It's finally died :thumb:


He is on the lookout for a similar vehicle, and as it is meant to be a tank he is only looking to spend ~£1500 on the next one. If anyone happens to know of an estate (oh god please let me find a touring beemer so I can get my hands on it before my dad does) it would be most appreciated if you could give me a heads up.

Thank you


----------



## chrislondon (Apr 25, 2011)

seen a few gardeners in volvo estates!


----------



## Edstrung (Apr 6, 2009)

As it goes I was trying to have a look at a V40 estate today, looked perfect for growing bushes in 

So far the winner from today's search is a A4 Avant 1.8 petrol. No service history, but every MoT and the only advisory I saw was for a near the legal limit tyre. Well under budget, but it's got 150k and a mahoosive ding on rear passenger side where they have turned left through a bollard. Purely cosmetic and the door seal is fine and open/close is fine.

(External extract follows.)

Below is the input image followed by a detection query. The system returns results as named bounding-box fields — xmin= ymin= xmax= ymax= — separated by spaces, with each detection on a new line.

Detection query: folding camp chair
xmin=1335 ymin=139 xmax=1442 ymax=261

It's harder than I thought trying to buy a car for someone else... Ah well, hopefully within a week I would have ensured that my car cannot and will not be used as my dad's backup allotment vehicle!!!!!


----------



## james_death (Aug 9, 2010)

I would look at the passat again or the Vulvas..:lol:
I always found the Astra estates a total hoon.:lol:


----------



## justina3 (Jan 11, 2008)

http://cgi.ebay.co.uk/BMW-318-SE-TOURING-ESTATE-/220786313234?pt=Automobiles_UK&hash=item3367e3c812

bought a few cars from this guy decent enough motors seen this there this week not to far away from you


----------



## james_death (Aug 9, 2010)

justina3 said:


> http://cgi.ebay.co.uk/BMW-318-SE-TOURING-ESTATE-/220786313234?pt=Automobiles_UK&hash=item3367e3c812
> 
> bought a few cars from this guy decent enough motors seen this there this week not to far away from you


That looks tidy and finished on the 17th @ £1550 is what he refers too.


----------



## justina3 (Jan 11, 2008)

i think he wants a few pounds more for it so might be relisted from memory he wants 1700 odd for it


----------



## Edstrung (Apr 6, 2009)

Bah thanks for that, but I missed it and it went cheap too, not near the £1700 asking 

Will keep an eye on what he has available, thanks for the link!


----------



## justina3 (Jan 11, 2008)

give him a ring a lot of people just hit the bid button and he never hears from them again


----------



## Edstrung (Apr 6, 2009)

That guy up in Neath was sound, but nothing for us at the time. Looking at an A4 Avant tomoro evening (in black, my choice for a challenge ) and hoping that it will be good for the old man


----------